Wandelt a présenté l'étude, qui n'est pas encore publiée dans une revue scientifique à comité de lecture, lors de la conférence 2022 de la Society for Neuroscience à San Diego. Elle pense que les résultats signifient une preuve de concept importante, bien que le vocabulaire devrait être élargi avant qu'un patient enfermé puisse déjouer une belle-mère diabolique ou se procurer un verre d'eau. "De toute évidence, les mots que nous avons choisis n'étaient pas les plus informatifs, mais si vous les remplacez par oui, non, certains mots qui sont vraiment informatifs, ce serait utile", a déclaré Wandelt lors de la réunion.

Pensées en lettres en mots

Une autre approche contourne la nécessité de construire un grand vocabulaire en concevant une interface cerveau-machine qui reconnaît les lettres au lieu des mots. En essayant de dire à la bouche les mots qui codent pour chaque lettre de l'alphabet romain, un patient paralysé pouvait épeler n'importe quel mot qui lui passait par la tête, en enchaînant ces mots pour communiquer en phrases complètes.

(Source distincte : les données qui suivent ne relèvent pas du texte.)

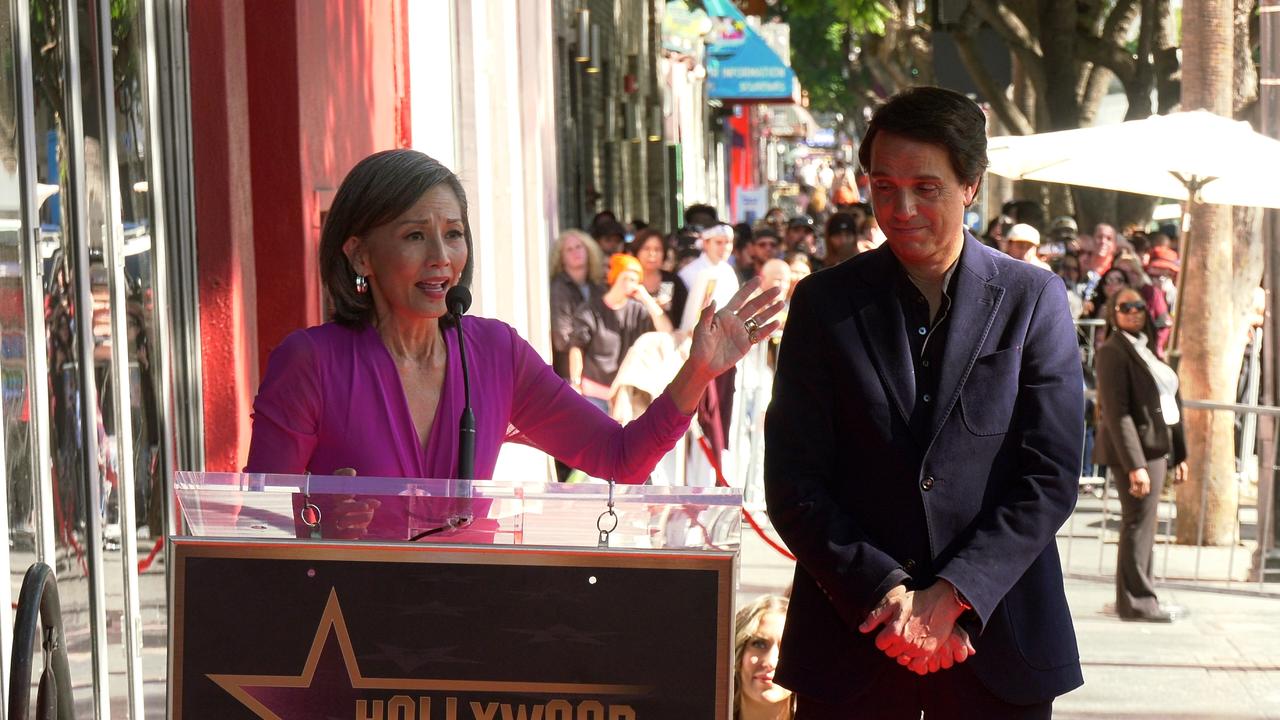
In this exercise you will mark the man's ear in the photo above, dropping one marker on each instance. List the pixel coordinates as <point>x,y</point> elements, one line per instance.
<point>970,191</point>
<point>355,251</point>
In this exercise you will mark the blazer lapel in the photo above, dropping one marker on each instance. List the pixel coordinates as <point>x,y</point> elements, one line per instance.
<point>885,335</point>
<point>973,309</point>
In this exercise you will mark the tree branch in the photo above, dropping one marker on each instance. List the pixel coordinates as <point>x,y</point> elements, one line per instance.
<point>1109,55</point>
<point>1118,23</point>
<point>1020,40</point>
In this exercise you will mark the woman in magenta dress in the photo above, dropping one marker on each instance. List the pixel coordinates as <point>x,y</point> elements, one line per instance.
<point>379,388</point>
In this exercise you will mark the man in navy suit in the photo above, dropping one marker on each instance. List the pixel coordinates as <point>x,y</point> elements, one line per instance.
<point>923,447</point>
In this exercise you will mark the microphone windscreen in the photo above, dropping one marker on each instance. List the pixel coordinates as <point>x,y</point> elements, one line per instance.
<point>457,300</point>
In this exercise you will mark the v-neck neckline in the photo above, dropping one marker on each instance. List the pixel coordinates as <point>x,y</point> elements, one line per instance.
<point>429,454</point>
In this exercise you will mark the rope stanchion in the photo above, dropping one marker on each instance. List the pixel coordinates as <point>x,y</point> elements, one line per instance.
<point>746,514</point>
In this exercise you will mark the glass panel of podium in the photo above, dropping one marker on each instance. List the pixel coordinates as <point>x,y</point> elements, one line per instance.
<point>251,505</point>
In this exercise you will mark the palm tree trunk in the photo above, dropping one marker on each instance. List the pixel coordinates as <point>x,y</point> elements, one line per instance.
<point>1207,501</point>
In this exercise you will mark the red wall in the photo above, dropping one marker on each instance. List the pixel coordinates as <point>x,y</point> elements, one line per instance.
<point>287,95</point>
<point>224,226</point>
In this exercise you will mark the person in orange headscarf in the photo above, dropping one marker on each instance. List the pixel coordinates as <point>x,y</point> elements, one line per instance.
<point>606,327</point>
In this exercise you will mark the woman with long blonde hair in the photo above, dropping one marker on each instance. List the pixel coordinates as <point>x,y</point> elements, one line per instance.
<point>577,274</point>
<point>757,633</point>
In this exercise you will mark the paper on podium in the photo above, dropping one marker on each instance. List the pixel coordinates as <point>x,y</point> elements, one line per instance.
<point>257,505</point>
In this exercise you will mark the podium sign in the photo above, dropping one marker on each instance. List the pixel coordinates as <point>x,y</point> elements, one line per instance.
<point>312,629</point>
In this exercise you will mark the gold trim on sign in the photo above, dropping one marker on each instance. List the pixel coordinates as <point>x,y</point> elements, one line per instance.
<point>332,620</point>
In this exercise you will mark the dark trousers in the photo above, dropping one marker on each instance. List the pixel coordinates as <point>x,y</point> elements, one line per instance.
<point>946,695</point>
<point>1136,595</point>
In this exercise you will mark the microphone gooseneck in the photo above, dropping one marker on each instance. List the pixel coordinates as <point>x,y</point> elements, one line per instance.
<point>458,300</point>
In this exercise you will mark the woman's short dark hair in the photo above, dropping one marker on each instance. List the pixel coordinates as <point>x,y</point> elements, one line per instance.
<point>376,191</point>
<point>1112,308</point>
<point>643,237</point>
<point>936,115</point>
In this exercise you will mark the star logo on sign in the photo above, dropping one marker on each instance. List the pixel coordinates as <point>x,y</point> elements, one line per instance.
<point>330,680</point>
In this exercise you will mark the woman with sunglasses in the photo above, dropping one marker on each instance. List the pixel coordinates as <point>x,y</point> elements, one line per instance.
<point>1096,304</point>
<point>666,287</point>
<point>1139,437</point>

"Épeler les choses à voix haute avec la parole est quelque chose que nous faisons assez couramment, comme lorsque vous êtes au téléphone avec un représentant du service client", explique Sean Metzger, étudiant diplômé en bio-ingénierie à l'Université de Californie à San Francisco et à l'Université de Californie à Berkeley. Tout comme l'électricité statique sur une ligne téléphonique, les signaux cérébraux peuvent être bruyants. L'utilisation de mots de code OTAN - comme Alpha pour A, Bravo pour B et Charlie pour C - permet de discerner plus facilement ce que quelqu'un dit.

Metzger et ses collègues ont testé cette idée chez un participant incapable de bouger ou de parler à la suite d'un accident vasculaire cérébral. Le participant à l'étude avait un plus grand éventail d'électrodes - de la taille d'une carte de crédit - implantées sur une large bande de son cortex moteur. Plutôt que d'écouter des neurones individuels, ce réseau enregistre l'activité synchronisée de dizaines de milliers de neurones, comme entendre une section entière dans un stade de football gémir ou applaudir en même temps.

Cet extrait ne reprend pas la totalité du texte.